La première étape consisterait à réaliser un audit sur ce qui existe aujourd’hui en matière de protection, de gestion et de contrôle des ressources de la région. Ce diagnostic sur l’état des territoires serait pris en charge par la Direction Régionale de l’Environnement (DIREN). Ce premier diagnostic réalisé, une seconde étape devrait permettre, grâce à un séminaire regroupant l’ensemble des acteurs concernés ou leurs représentants (élus, populations, administration, associations, représentants professionnels, organismes de recherche…), de recueillir réactions, revendications et propositions. Ces débats déboucheraient sur la publication d’un ouvrage synthétisant les grandes lignes des démarches et des actions à entreprendre. La troisième étape correspondrait à la mise en place des outils réglementaires identifiés comme nécessaires pour un meilleur contrôle et une gestion concertée du patrimoine guyanais. A ce stade, il sera important de prendre en compte les expériences des pays voisins et le contexte régional du plateau des Guyanes pour harmoniser les mesures. La quatrième étape tendrait à instaurer un dialogue et une concertation avec les professionnels ou les groupes sociaux et ethniques concernés. Enfin, la dernière étape de ce programme prévoit la constitution d’un comité de pilotage du projet, chargé de la surveillance et du respect des accords, règles et principes définis ou redéfinis.

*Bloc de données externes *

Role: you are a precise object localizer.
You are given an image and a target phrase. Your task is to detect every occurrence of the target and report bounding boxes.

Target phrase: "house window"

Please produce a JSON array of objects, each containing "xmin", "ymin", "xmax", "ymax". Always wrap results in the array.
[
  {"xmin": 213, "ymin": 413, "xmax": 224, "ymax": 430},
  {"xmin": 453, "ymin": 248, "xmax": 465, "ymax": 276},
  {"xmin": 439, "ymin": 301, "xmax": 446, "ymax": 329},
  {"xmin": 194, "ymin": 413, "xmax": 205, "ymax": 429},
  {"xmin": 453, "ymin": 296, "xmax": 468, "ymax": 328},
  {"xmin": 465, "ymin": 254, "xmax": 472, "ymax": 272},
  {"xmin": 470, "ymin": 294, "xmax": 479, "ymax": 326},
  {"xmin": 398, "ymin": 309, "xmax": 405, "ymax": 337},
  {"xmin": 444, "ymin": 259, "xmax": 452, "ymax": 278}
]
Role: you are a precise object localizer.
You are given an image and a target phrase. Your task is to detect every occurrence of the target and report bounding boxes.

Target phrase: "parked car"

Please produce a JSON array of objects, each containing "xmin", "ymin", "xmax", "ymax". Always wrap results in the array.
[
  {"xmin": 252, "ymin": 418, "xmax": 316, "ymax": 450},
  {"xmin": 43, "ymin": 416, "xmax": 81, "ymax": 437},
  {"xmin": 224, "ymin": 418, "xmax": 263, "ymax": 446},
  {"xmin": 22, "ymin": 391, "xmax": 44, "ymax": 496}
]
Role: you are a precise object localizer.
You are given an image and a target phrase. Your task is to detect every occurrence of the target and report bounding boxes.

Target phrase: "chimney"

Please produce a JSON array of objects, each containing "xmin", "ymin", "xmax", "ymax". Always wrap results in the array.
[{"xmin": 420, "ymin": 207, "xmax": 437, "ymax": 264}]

Le nombre et l’importance des travaux scientifiques des organismes français de recherche est particulièrement conséquent en Guyane. Ce territoire français est un véritable terrain expérimental pour la recherche souvent dite appliquée au développement. Il est surprenant de constater que peu de ces efforts scientifiques ont servi au développement local et à la valorisation des ressources de la région. Pourquoi le Conseil régional n’a-t-il pas réagi plus tôt ? Les besoins de la Guyane, financiers, législatifs et humains, pour garantir une protection minimale des ressources régionales n’ont jamais été suffisants et expliquent aujourd’hui la détresse d’un certain nombre de communautés. L’enjeu de ce programme de défense du patrimoine naturel, culturel et économique est donc de taille. Il prétend mettre un terme au délitement des atouts de la région et assurer son développement durable. Le financement d’une telle initiative ne peut donc se limiter à la région. La prise en compte de l’intérêt de la protection de la diversité et de la richesse des ressources de la Guyane au plan national est probablement une des conditions de sa réussite.

Sources

  • Cette fiche a été réalisée lors des Entretiens internationaux de la Délégation à l’Aménagement du territoire et à l’Action Régionale (DATAR), à Paris, du 28 au 30 janvier 2002.

  • Entretien avec José GAILLOU, conseiller régional, Région Guyane.